Miles blurred. He took an off-ramp into an industrial graveyard—warehouses with broken teeth, sodium lamps flickering like dying stars. He killed the engine beside a chain-link fence topped with razor wire. Silence rushed in, thick as tar.

I slid off the bike, legs jelly. The duffel weighed a thousand pounds. “Why?” The word scraped out raw. “Why’d you stop?”

He pulled off the helmet. Hair black as oil, a scar slicing through one eyebrow. Eyes still winter. “Didn’t feel like winning tonight.”

“That’s bullshit.”

A shrug. “Maybe I liked the way you drive.”

I laughed—sharp, hysterical. “People died back there. For fun. And they hand me two hundred million because I drive pretty?”

“Pretty’s not the word.” He leaned against the bike, arms crossed. “Reckless. Clean lines. You didn’t flinch when Rico tried to PIT you into the wall. Most would’ve braked.”

I swallowed. “I needed it. My brother—”

“I don’t care about your brother.” His voice cut gentle. “I care that you crossed the line breathing.”

The duffel strap bit into my palm. “They’ll come for me. The money. The insult.
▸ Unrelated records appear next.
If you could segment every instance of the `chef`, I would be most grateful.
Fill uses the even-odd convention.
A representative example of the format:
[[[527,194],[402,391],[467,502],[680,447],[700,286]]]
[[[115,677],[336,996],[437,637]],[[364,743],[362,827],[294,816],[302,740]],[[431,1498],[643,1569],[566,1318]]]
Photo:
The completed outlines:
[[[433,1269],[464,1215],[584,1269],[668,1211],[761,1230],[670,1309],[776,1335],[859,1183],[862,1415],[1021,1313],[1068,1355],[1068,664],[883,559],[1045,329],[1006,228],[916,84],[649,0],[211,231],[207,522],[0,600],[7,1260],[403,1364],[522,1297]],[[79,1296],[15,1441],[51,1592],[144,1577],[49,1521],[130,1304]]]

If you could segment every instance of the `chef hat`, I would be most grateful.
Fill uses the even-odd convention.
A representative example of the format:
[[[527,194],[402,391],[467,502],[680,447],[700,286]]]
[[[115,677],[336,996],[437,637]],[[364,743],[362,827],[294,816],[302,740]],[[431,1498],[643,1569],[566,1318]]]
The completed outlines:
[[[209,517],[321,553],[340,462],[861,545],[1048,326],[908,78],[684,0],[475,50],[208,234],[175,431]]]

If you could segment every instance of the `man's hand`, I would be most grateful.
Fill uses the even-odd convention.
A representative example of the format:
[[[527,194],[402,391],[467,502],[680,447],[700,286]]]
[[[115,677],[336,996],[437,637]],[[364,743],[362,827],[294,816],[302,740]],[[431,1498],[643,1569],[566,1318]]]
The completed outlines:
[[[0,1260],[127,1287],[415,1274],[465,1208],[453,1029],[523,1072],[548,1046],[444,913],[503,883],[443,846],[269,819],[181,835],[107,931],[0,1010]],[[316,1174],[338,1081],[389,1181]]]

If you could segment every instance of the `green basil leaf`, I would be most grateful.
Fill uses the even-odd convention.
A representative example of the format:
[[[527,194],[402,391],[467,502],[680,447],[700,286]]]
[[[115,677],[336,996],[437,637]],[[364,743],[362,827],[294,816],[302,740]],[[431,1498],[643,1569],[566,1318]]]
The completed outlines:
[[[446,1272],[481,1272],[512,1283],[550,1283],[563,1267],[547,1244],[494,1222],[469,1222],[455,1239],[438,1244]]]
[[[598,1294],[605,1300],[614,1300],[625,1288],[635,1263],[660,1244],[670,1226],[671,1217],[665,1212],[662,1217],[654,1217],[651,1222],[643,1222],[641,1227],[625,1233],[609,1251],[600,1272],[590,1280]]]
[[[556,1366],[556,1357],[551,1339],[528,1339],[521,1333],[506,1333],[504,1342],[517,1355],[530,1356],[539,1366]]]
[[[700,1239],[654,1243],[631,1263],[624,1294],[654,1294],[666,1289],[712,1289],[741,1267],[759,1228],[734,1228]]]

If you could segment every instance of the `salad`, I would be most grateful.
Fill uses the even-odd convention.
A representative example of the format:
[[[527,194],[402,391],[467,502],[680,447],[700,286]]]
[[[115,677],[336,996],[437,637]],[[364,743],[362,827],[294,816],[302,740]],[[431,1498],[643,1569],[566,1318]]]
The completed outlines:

Right?”

“They’ll try.” He glanced at the pack of bikes idling in the dark—his crew, silent sentinels. “But they’ll have to go through us. For today though.”

Us. The word hung electric. I studied his face, hunting for the catch. Found none. “Who are you, Dax? And is that your name?”

“I’m someone who’s tired of the same assholes winning.” He pushed off the bike, stepped close enough I smelled gasoline and something colder—gun oil, maybe. “You want out of this world, Lotus?”

The fake name sounded real in his mouth. I nodded before my brain caught up.

“Then keep the bag. Pay the debt. Disappear.”

“And you?”

“I’ll be the ghost they blame.” He swung a leg over the bike. “Sun’s coming up in three hours. Border’s two hundred miles south. My guys’ll get you there. After that, you’re a myth.”

The engine coughed alive. I clutched the money, throat tight. “I don’t even know your real name.”

“You don’t need it.” He revved once, a promise and a goodbye. “Drive like that again, Lotus, and the world won’t know what hit it.”

Headlights flared. The pack rolled forward, carving a path through the dark. I stood alone with eighty million and a heartbeat that finally slowed. Behind me, the city growled, hungry. Ahead, the road unspooled like a fuse.

Turns out I lived.

And someone just handed me the match.